Lollypop said:
I was under the impression that the big issue with this case was that Apple was taking on the right of journalists to publish things that may or may not be secret and more specifically how they obtained the information. The fact that the leaks about asteroid started online is relavant , primarily because if apple succeeds with the subpoena web journalism wont be taken as serious as print journalism and wont be governed by the same rights and laws ect, and thats where bloggers do come in, certain reputable bloggers are considered journalists... but thats only as far as I understand the situation... might be 100% wrong.
Not really wrong - that was one of the subsidiary arguments that Apple used - but that wasn't the main thrust of the case. There were actually three strands to Apple's case:
1. The sources were not protected, as the sites were not "periodicals" which gain shield law protection under California State law.
2. That it had had its trade secrets (as defined under the California State law) leaked.
3. Apple had exhausted all other methods of identifying the leakers, and thus it was entitled to subpeona the journalists to find their sources - something for which there's precedent.

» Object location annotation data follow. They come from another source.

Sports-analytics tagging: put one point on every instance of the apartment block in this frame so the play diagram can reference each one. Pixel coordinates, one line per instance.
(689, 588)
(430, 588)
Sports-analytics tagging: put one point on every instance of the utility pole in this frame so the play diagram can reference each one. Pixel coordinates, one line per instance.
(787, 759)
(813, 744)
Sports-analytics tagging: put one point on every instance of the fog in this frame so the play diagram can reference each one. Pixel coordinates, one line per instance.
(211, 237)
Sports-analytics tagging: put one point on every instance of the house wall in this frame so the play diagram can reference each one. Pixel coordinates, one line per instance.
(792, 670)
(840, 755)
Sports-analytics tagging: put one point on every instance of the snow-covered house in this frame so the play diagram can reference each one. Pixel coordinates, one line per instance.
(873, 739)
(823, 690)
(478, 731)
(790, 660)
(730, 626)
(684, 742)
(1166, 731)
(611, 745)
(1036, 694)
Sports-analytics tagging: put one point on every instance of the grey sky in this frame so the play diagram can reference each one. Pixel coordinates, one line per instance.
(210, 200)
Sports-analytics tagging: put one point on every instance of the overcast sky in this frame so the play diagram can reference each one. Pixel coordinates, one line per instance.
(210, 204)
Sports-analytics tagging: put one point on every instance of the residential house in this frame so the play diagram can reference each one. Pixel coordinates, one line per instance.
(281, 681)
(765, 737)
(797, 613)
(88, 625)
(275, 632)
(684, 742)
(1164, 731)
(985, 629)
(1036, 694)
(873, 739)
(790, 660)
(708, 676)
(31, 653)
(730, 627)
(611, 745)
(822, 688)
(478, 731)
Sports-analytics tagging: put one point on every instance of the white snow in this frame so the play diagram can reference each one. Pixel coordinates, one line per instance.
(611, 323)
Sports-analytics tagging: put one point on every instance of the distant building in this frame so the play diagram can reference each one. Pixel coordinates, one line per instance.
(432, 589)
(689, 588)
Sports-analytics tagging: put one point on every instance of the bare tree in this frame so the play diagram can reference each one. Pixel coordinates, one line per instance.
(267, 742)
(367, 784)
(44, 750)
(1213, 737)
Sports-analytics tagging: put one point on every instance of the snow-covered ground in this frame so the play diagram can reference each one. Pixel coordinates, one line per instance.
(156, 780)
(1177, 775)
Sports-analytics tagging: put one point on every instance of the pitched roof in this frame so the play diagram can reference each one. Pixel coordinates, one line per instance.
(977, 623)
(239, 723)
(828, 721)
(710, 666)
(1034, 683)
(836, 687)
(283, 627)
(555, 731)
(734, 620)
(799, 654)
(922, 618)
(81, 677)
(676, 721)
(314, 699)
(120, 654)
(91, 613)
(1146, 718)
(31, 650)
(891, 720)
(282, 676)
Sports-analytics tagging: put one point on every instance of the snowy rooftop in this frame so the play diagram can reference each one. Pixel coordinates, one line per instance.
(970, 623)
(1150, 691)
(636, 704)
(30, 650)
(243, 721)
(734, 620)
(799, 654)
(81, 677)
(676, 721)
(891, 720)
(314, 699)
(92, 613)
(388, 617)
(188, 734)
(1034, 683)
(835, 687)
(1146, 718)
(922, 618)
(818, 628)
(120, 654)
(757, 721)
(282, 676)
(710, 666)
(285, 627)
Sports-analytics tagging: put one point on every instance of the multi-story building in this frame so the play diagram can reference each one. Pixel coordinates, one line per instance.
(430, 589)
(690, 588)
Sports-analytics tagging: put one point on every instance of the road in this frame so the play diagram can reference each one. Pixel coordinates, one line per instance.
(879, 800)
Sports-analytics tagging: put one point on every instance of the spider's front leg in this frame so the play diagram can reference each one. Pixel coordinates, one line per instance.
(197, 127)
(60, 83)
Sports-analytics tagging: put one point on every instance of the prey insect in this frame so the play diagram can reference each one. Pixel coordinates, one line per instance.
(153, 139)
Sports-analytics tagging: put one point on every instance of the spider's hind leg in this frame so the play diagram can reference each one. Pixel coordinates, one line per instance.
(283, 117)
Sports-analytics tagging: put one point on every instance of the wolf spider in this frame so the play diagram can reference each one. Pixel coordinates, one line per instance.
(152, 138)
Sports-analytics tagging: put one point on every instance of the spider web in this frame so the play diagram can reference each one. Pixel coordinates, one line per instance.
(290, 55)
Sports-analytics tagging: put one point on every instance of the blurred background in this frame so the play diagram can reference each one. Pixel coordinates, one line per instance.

The first argument wasn't really the crux of the matter, and it's pretty clear that Apple never expected to win that argument. The shield law (which, importantly, protects "periodicals" NOT journalists) was very broadly written, and it's very doubtful that Apple's lawyers would have based their hopes on getting web sites precluded from it. It was worth a shot, but it wasn't the main thrust of the case - at least legally. However, in the press it was very much set up as about whether bloggers were journalists, which isn't even relevant.
The second argument was where Apple really messed up. It consistently alluded in its court filings to the fact that its trade secrets had been leaked - something that's a criminal offence under California's trade secret law. However, in its filings it made no attempt to actually show that a crime had been committed. It never showed that what was leaked constituted a trade secret, nor that the leak itself was illegal (as the judge put it, "That offense requires proof of, among other things, 'intent to deprive or withhold the control of [the] trade secret from its owner, or . . . to appropriate [the] trade secret to [the defendants] own use or to the use of another . . . .'").
Worse still, Apple significantlly undermined its own case in this respect by not joining the web sites themselves to a trade secrets case as defendents. It claimed that the sites published its trade secrets which, it claimed, had been illegally acquired. But at no point did it actually file a case against the sites accusing them of doing so. This means that Apple wasn't subpeonaing people it was accusing - it was subpeonaing third parties not enjoined to the case, which was a civil case not criminal. This undermined Apple's case, as courts are much less likely to overrule shield laws in civil cases.
However, there's clear precedent that journalists can be forced to reveal sources in cases in exceptional circumstances. Even at this point, Apple could have won its case: except for the fact that it hadn't done its job properly.
In order to force a journalist to reveal his sources in this kind of case, you need, legally, to have exhausted all other possible methods of getting the information you need. Apple, alas, did not do this: or, rather, it did not file documents with the court SHOWING that it had done this. As the judge put it:
"For example, would server or workstation logs show that an employee had copied the file to a CD-ROM? Transferred it to a flash memory device? Printed a copy? Printed it to an image file and transferred that? Uploaded it to an off-site host using any of various file transfer protocols? Attached it to an email sent through a web-based mail server rather than through Apples own servers? Transferred it directly to a laptop or other portable computer? Without answers to these questions it is impossible to say that Apple exhausted other means of identifying the source of the leak. Yet Apples showing was entirely silent on these points even though petitioners asserted in the trial court that Apple had not 'fully exploited internal computer forensics.' "
All of which adds up to Apple failing miserably to show that it had a case in court. Apple's legal team messed up - badly.